Education Department Announces Delay in Recall of Perkins Funds
November 28, 2018

​​The Department of Education (ED) has announced a delay in the recall of Perkins Loan funds from colleges and universities while it explores the need to reimburse institutions for their share of cancelled loans for some borrowers.

Jeff Appel, Federal Student Aid’s Director of Policy Liaison and Implementation, announced the delay Tuesday at the 2018 Federal Student Aid Training Conference in Atlanta.

The Perkins Loan Program, which expired on Sept. 30 of this year, provided for the cancellation of outstanding balances for certain borrowers working in public service or serving in the armed forces. Congress historically appropriated funds to reimburse colleges and universities for this purpose, but stopped doing so in 2010. The best estimate is that institutions are owed over $300 million for their share of canceled loans. 

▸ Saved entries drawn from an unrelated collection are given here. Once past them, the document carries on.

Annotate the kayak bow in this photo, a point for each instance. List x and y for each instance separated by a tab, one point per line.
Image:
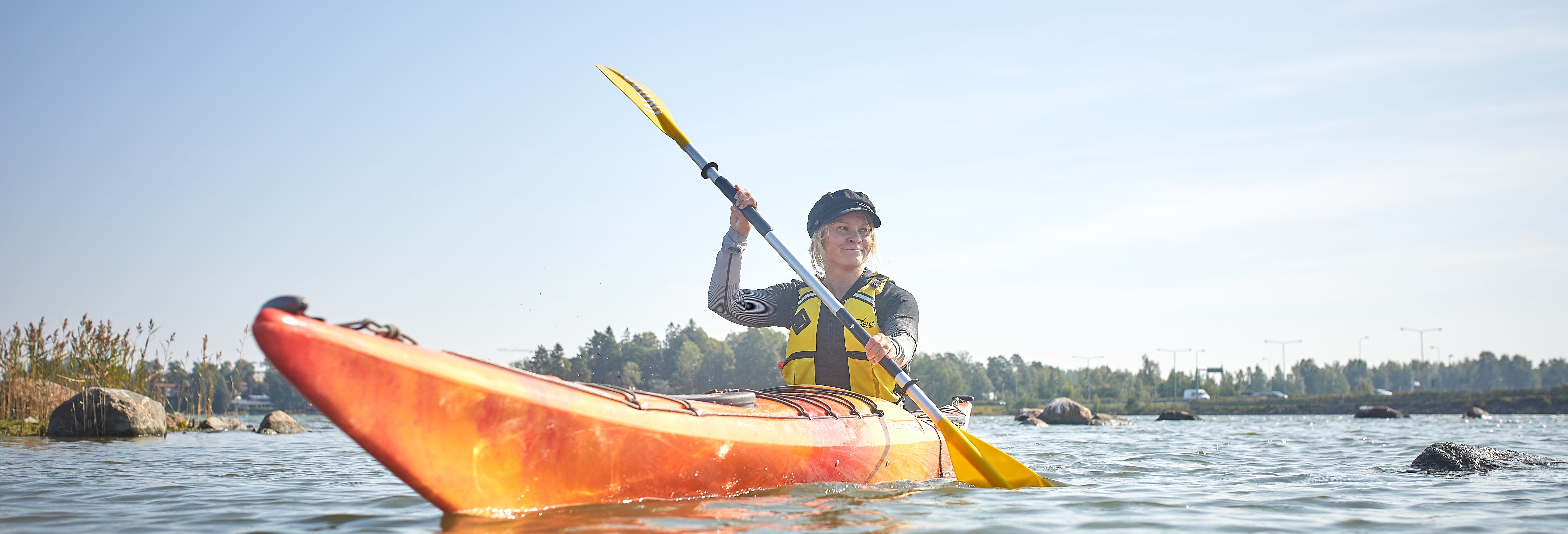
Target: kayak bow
485	439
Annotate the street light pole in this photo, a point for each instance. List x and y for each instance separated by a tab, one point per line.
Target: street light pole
1195	367
1421	344
1174	370
1283	364
1421	339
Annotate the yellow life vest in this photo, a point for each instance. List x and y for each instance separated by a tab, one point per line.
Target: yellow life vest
832	356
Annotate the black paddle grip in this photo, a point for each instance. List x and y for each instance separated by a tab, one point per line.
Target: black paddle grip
730	192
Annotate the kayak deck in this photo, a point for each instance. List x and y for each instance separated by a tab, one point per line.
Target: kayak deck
484	439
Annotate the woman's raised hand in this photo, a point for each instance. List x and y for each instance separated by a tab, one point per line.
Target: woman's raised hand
736	220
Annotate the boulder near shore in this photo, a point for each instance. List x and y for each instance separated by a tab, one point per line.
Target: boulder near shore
1109	420
1379	413
1450	456
280	424
107	413
1065	411
29	397
220	424
1478	414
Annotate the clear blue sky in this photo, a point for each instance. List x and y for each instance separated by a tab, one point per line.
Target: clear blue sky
1056	179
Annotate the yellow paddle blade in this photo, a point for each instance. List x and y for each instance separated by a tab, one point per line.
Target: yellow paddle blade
648	103
981	464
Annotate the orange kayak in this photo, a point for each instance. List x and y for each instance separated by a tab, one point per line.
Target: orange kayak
485	439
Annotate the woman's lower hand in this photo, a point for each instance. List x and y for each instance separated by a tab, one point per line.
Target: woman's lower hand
880	348
736	220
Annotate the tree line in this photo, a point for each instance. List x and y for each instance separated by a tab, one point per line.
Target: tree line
686	359
689	361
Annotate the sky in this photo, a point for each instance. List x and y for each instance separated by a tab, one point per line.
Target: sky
1054	179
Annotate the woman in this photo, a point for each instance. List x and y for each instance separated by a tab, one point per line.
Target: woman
843	229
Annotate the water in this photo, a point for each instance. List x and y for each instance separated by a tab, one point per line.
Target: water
1293	474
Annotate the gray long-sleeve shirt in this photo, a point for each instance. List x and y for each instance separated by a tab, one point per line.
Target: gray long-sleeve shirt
898	314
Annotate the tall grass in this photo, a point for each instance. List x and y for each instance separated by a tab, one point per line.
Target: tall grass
81	356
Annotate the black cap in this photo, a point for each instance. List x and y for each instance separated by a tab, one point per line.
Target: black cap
837	204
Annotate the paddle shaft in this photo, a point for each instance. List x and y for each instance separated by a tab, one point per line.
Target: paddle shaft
816	286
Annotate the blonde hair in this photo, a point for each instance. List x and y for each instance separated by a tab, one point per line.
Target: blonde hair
819	251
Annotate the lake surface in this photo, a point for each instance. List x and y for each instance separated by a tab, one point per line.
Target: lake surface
1296	474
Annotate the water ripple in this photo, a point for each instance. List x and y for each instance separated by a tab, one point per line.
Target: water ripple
1275	474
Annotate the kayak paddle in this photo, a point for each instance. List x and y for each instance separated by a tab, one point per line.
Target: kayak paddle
974	461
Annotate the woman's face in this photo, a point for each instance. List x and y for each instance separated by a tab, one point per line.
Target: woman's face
847	242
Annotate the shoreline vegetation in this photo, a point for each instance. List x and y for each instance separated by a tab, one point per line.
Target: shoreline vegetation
689	361
41	366
45	364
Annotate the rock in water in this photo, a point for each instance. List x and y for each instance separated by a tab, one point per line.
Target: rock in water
32	398
1109	420
220	424
107	413
1379	411
1065	411
1450	456
280	424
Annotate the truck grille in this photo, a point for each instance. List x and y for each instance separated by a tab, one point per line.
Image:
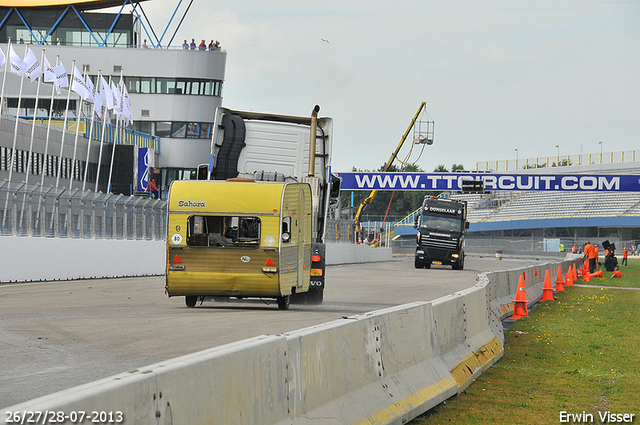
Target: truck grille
431	242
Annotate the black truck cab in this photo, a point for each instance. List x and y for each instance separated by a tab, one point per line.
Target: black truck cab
441	226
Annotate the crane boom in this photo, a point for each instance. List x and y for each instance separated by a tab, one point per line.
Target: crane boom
369	199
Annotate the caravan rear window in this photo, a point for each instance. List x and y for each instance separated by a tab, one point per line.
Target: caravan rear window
216	231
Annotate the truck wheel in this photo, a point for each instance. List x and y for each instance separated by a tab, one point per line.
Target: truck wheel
460	264
315	295
190	300
283	302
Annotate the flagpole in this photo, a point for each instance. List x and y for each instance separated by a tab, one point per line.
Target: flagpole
33	123
64	130
33	129
46	143
15	130
45	166
4	78
104	128
117	134
75	142
93	115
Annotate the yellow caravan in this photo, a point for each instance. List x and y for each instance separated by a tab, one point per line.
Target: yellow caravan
238	239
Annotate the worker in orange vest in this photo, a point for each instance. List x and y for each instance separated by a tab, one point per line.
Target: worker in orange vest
591	253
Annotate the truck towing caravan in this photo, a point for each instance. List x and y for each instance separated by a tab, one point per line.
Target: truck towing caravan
253	226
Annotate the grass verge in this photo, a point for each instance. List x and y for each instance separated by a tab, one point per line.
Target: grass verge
578	354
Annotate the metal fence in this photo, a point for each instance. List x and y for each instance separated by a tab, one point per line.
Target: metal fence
340	231
34	210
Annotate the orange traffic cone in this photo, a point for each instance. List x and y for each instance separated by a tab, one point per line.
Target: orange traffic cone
569	280
596	274
559	281
520	309
547	289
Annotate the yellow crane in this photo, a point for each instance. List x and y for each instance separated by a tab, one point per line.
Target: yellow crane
372	195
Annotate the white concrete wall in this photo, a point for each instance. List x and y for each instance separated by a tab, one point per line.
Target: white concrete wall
36	259
384	367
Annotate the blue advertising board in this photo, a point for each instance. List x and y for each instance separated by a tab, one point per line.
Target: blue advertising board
143	169
453	181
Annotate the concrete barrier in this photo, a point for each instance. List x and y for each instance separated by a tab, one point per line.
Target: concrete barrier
39	259
383	367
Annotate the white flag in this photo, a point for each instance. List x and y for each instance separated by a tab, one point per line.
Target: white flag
33	69
62	79
79	85
49	73
116	99
17	65
128	113
95	94
106	94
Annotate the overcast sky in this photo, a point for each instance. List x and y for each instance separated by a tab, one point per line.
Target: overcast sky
497	76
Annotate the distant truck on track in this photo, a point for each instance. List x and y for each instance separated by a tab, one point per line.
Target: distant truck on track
254	222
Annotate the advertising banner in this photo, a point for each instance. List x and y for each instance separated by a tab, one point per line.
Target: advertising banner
453	181
143	169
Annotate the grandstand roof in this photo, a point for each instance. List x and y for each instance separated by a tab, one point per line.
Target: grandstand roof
53	4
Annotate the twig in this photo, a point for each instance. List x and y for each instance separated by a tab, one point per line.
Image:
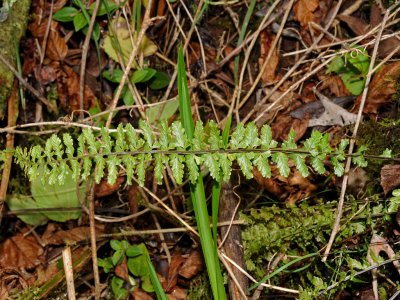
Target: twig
11	120
49	105
85	50
336	226
135	48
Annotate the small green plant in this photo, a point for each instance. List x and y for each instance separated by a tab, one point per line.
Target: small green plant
141	270
352	68
155	80
80	15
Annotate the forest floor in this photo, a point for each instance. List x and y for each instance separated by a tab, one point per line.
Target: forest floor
322	74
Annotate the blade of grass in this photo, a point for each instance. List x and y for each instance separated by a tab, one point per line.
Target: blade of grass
154	279
197	191
242	34
216	188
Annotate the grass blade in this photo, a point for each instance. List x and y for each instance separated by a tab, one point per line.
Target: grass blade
198	193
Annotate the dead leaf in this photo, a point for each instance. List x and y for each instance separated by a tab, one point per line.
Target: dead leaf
105	189
333	114
173	272
192	266
20	252
381	88
139	294
390	178
266	41
379	244
57	48
177	294
304	11
357	25
72	236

Under the Tucker Act, a relatively obscure nineteenth-century law, it appears the federal government is required to compensate institutions even though Congress has not appropriated funds. In an FY 2019 appropriations bill, Congress instructed ED to address the issue.

ACE and the National Association of Financial Aid Administrators (NASFAA) have been seeking such a delay while ED decides what to do. 

In letters sent in July and again in October, ACE and NASFAA asked the department to publicly announce its intentions to resume reimbursing institutions for canceled Perkins Loans, or to delay requiring institutions to return any funds to the department until the issue is resolved.